Vaccination error being probed

February 20, 2025

The Department of Health today said that it is investigating and following up on an incident in which the pneumococcal vaccine was mistakenly administered to two children who were originally scheduled to receive the hepatitis B vaccine at the Tin Shui Wai Maternal & Child Health Centre (MCHC).

 

The department has explained and apologised to the parents of the affected children.

 

So far, there has been no adverse reaction in the children, and pediatricians have assessed that the incident would not pose a health risk to them.

 

In accordance with the regular monitoring mechanism, the Tin Shui Wai MCHC reviewed the vaccination records at the end of the service session on February 17 and found that the number of vaccines administered during the session between 4pm and 5.30pm that day did not correspond to the number of vaccines that should have been administered.

 

Seven children should have received the hepatitis B vaccine during the said period.

 

Upon review of the number of vaccines administered, it was found that there were two doses of the hepatitis B vaccine left unused and two extra doses of the 15-valent Pneumococcal Conjugate Vaccine (PCV15) that were used. After double-checking the vaccine stock, it was found that two children had been incorrectly immunised with PCV15 during that period.

 

A preliminary investigation revealed that the children vaccinated during that period were between one month and seven months old.

 

Under the Hong Kong Childhood Immunisation Programme (HKCIP), children receive the first hepatitis B vaccine dose within 24 hours of birth, followed by the second and third doses at one month and six months of age respectively; for PCV15, the first two doses should be administered at two months and four months of age, and a booster dose should be given at 12 months of age.

 

The department's healthcare staff contacted the parents of the seven children to apologise and explain the follow-up action.

 

Arrangements have also been made for paediatricians to conduct detailed examinations of the children as soon as possible, to provide them with an additional dose of hepatitis B vaccine at an appropriate time, and to complete three doses of PCV15 vaccinations in accordance with the HKCIP.

 

The investigation is ongoing.
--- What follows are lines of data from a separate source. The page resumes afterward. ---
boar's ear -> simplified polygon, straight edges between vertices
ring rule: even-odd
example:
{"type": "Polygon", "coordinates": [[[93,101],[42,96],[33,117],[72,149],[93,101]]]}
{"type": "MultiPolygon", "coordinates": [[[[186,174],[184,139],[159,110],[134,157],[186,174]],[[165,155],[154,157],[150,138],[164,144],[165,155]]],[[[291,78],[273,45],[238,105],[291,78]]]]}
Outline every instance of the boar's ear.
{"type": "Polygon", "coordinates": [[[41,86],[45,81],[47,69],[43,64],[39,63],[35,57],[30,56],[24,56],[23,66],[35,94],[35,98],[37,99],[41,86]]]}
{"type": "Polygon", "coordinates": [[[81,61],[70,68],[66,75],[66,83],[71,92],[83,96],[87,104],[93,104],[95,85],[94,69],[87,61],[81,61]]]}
A preliminary probe indicated that the incident was caused by human error.

 

The department has instructed all MCHCs to strengthen the training of frontline staff to ensure that they strictly follow the internal guidelines on checking vaccine and patient information before administering vaccines, and verifying the information with the person accompanying the child for vaccination to prevent the recurrence of similar incidents.

 

The department reiterated its sincere apology to those affected. The nursing staff involved in the incident have been suspended from vaccination duties. If any staff misconduct is confirmed, the case will be dealt with in accordance with the established procedures.